Second, I had a blast with Reno the other night doing her “Money Talks” show. You should definitely check her out soon.
Also, I’m on my way to the third day of a modeling conference at the IMA (which is part of the University of Minnesota) called User-Centered Modeling. I’ll be speaking tomorrow and I expect to be blogging quite a bit on the other talks between now and Friday.
And with that, I’d like to use the rest of my GoGo Inflight Internet service to start a conversation about the libertarian mindset.
By the way, in spite of my annoyingly opinionated personality, I actually love having friends I disagree with. It feels much more comfortable to be around people who give me friction and challenge my opinions than to be around people who all think similarly to me.
Why? Because it’s a lot easier to spot other people’s hypocrisies than it is to spot one’s own hypocrisies. So if I’m around people who agree with me, we are all very likely being totally blind to something obviously flawed in our mindset, but nobody’s there to point it out.
With that in mind, I really do want this to be a conversation about why libertarians think the way they do- so please comment if you have something to say (and feel free to tell me not to post your comment). I’ll start with what I see as an hypocrisy of the libertarian perspective.
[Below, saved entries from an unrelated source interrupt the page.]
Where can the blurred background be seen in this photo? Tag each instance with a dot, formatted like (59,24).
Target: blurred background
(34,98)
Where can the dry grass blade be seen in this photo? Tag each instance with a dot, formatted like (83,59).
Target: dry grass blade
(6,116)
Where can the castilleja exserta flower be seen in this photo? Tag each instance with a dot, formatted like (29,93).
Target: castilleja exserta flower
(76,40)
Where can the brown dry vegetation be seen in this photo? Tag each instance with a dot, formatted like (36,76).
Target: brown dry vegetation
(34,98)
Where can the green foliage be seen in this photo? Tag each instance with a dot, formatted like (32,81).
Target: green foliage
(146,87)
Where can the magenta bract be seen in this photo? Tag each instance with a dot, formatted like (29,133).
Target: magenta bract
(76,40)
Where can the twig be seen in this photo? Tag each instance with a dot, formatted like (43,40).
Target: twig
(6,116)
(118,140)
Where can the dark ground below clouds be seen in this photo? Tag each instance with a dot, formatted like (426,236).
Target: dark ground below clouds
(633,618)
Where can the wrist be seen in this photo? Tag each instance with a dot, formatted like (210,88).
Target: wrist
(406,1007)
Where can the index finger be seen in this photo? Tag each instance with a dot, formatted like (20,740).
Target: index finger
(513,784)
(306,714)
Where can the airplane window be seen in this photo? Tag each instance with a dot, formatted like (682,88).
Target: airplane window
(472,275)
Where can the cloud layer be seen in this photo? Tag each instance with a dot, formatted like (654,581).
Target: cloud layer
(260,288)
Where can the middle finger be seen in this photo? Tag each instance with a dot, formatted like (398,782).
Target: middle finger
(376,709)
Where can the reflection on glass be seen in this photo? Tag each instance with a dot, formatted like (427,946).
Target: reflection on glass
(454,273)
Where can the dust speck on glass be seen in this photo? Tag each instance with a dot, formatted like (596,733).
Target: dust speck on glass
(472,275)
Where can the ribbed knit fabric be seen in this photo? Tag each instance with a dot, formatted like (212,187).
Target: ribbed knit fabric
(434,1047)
Namely, the cry I hear over and over from the libertarian in the room (whichever one happens to be there) is that big government and welfare and socialized programs are helping people out who should be able to make shit work on their own, whereas they never asked anyone for any help.
This myth of the “pulled myself up by the bootstrap” kind of drives me nuts. It’s like they completely ignore the system in which they lived and (usually) thrived, and how advantaged they are in that system.
When people go into that riff where they talk about how they never owe anybody any money, and they put themselves through college and don’t see why they should feel bad for the students nowadays who owe a collective $1,000,000,000,000 in student loans because they managed to be successful without extra help, here’s what I ask them: do you think you could have been as successful as you are if you’d been born a female subsistence farmer in Africa?
That’s kind of an easy one (and I go from there) but what it does it contextualize the idea of what it means to not ask for help. Namely, when you have a good infrastructure set up with a good education, available health care, etc, then you don’t need to ask for help, because you can help yourself. But it doesn’t mean you’re doing it all by yourself!
So, if you were born into an honest family with a good work ethic and strong skills and intelligence, then yes it’s possible to work really hard and do well, and I’m always proud of people who work really hard and do well, but it needs to be understood that anyone who is a success in our culture is a success partly because our culture allows for such success – and then there’s the individual contribution component which is much much much smaller.
Did you ever notice in the Ayn Rand novel that there aren’t any kids in them? Or for that matter any disabled people, old people, or sick people? It’s a grownup world where you’re either brilliant and yearn to be free from the shackles of petty people trying to repress your innovation, or you’re one of those petty people.
But actually our world isn’t like that at all. We have a community of humans, and like it or not we each contribute to our culture and do our part in defining success or failure.
I always like to point out that I hate laziness, and I have no patience for laziness. It’s a distraction to talk about how lazy whiny entitled kids expect us to pay for their college and then also expect to be given a cushy job afterwards (because libertarians tend to start talking about such symbols of what is wrong with social programs).
Even if there are examples of such people, there are plenty of other examples of people who genuinely worked hard but needed to take out lots of loans and didn’t understand their terms and now are desperately looking for work but can’t find anything. If the conversation is going well I’ll even talk about how if, as a culture, we are raising a generation of entitled kids (which is an exaggeration), then maybe it’s our fault and not the kids’ fault. Because it is.